Interactive Ruby

One other tool that is worth mentioning, and that comes with your Ruby runtime, is irb. You can start it by typing irb in your shell and hitting enter.

Its name is short for “Interactive Ruby Shell”, and yes, it is another kind of shell: Just like the shell running in your terminal irb is also a program that interactively waits for you to type something, and hit enter. However, since this is a Ruby shell, it will expect that you type Ruby code instead of system commands.

IRB is pretty handy for quickly trying something out, and it is a great tool for exploring the language Ruby, and things that come built in.

For example:

$ irb
> puts "Hello world!"
Hello world!
=> nil

The first line starts the IRB program. Notice how the “prompt” indicator changes. The prompt will look a little different depending on your system and shell configuration, but often $ is used to indicate that this is a system shell prompt, while > is used by IRB to indicate that this is an interactive Ruby shell.

The second line is a piece of Ruby code.
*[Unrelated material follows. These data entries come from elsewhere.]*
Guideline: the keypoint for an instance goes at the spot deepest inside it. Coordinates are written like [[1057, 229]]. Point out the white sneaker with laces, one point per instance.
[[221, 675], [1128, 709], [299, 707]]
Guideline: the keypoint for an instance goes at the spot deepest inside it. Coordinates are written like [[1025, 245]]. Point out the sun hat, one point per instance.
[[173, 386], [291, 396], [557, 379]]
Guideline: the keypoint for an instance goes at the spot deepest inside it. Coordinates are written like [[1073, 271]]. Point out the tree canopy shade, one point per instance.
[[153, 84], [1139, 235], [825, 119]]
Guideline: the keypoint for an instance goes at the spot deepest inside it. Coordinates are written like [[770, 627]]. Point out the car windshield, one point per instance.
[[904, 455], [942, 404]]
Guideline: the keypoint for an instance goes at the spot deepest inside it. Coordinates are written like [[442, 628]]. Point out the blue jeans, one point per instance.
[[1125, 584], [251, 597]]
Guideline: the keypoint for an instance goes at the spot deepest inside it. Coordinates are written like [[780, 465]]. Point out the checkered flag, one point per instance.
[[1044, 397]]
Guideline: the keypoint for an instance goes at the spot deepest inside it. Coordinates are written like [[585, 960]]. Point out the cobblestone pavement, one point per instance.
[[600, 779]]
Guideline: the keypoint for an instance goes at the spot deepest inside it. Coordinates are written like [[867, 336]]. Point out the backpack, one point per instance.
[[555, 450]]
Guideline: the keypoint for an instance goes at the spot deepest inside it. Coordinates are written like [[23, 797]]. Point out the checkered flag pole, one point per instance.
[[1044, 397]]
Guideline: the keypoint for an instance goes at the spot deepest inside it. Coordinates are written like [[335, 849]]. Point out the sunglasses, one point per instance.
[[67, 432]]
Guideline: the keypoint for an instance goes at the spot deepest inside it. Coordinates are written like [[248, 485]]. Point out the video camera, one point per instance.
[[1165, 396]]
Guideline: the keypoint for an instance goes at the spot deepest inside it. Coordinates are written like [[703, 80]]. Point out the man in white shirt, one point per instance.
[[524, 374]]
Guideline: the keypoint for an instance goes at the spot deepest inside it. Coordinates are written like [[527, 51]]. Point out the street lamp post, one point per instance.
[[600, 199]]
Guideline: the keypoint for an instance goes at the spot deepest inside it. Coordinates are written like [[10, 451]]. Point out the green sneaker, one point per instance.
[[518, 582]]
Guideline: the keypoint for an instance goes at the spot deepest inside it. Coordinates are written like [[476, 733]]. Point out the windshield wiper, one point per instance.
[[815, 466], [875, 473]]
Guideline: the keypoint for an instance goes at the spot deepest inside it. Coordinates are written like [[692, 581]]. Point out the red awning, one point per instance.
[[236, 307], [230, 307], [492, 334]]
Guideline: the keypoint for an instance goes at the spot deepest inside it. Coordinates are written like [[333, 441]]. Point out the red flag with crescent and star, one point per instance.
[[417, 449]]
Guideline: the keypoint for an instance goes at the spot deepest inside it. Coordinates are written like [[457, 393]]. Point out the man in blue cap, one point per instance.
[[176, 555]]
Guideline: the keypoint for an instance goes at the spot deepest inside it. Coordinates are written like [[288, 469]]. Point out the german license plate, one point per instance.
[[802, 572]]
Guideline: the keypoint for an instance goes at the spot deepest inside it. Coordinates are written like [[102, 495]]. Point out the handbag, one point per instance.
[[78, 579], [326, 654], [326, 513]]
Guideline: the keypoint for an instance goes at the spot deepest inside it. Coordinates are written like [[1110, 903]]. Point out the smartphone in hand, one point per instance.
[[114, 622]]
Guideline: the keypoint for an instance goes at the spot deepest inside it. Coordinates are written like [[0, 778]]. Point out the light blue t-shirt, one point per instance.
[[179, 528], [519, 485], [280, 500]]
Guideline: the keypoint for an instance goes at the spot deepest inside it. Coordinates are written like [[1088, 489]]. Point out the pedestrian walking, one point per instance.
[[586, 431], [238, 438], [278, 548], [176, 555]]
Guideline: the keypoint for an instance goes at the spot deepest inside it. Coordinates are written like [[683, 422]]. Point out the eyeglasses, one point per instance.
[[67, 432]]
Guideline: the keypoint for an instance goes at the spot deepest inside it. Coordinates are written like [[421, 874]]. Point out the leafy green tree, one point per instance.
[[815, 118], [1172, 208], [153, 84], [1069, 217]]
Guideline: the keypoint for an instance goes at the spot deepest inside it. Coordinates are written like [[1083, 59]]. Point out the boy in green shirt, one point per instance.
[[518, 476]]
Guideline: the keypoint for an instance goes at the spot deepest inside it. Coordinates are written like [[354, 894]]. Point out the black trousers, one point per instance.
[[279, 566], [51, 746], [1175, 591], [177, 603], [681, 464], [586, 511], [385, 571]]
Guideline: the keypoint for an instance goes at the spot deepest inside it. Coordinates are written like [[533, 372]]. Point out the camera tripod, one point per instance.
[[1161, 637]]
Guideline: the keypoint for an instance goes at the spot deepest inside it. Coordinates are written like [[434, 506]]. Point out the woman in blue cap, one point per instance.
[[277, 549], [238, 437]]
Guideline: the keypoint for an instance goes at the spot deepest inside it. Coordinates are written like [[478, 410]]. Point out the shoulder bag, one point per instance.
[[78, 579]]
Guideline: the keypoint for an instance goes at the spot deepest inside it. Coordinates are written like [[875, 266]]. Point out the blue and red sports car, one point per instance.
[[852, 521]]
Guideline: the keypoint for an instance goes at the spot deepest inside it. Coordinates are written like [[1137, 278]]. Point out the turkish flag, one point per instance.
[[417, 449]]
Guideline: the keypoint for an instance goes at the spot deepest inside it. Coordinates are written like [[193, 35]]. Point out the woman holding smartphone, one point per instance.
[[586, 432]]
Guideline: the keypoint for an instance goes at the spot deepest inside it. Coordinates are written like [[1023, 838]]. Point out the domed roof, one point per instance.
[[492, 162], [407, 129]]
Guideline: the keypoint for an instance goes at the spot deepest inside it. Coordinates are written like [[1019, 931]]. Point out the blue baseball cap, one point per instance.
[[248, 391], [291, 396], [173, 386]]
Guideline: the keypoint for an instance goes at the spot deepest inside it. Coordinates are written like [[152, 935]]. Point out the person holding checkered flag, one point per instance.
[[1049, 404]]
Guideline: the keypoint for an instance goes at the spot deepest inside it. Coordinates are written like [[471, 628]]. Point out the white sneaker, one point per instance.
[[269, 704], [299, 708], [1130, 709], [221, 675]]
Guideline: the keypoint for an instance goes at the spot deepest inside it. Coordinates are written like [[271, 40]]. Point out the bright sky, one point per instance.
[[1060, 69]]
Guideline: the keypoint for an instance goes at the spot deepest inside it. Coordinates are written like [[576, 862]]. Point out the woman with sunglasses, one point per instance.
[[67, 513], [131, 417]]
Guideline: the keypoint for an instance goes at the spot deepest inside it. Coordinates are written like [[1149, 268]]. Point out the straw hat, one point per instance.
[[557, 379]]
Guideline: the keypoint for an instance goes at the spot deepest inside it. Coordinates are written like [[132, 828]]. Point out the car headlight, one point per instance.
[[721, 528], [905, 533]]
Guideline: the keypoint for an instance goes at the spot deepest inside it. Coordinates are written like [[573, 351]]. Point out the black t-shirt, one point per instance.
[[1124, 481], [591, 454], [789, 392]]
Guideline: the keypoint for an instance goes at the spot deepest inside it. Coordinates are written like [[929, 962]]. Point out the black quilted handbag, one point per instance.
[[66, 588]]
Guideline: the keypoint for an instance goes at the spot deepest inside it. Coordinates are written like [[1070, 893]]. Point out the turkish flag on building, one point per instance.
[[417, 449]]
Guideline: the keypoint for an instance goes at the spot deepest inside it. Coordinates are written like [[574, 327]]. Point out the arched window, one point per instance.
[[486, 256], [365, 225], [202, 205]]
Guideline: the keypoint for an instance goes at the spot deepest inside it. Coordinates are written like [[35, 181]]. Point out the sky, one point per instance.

When you type this line and hit enter then Ruby will execute the code, and print out the text “Hello world!”.

It will then also print out the return value for this statement, which in this case is nil. This is something that you can simply ignore for the time being.

On the last line you see IRB again waiting for input with a prompt.

You can exit the IRB session, and get back to your system shell, by typing exit and hitting enter. Or you can also just hit ctrl-d, which does the same thing.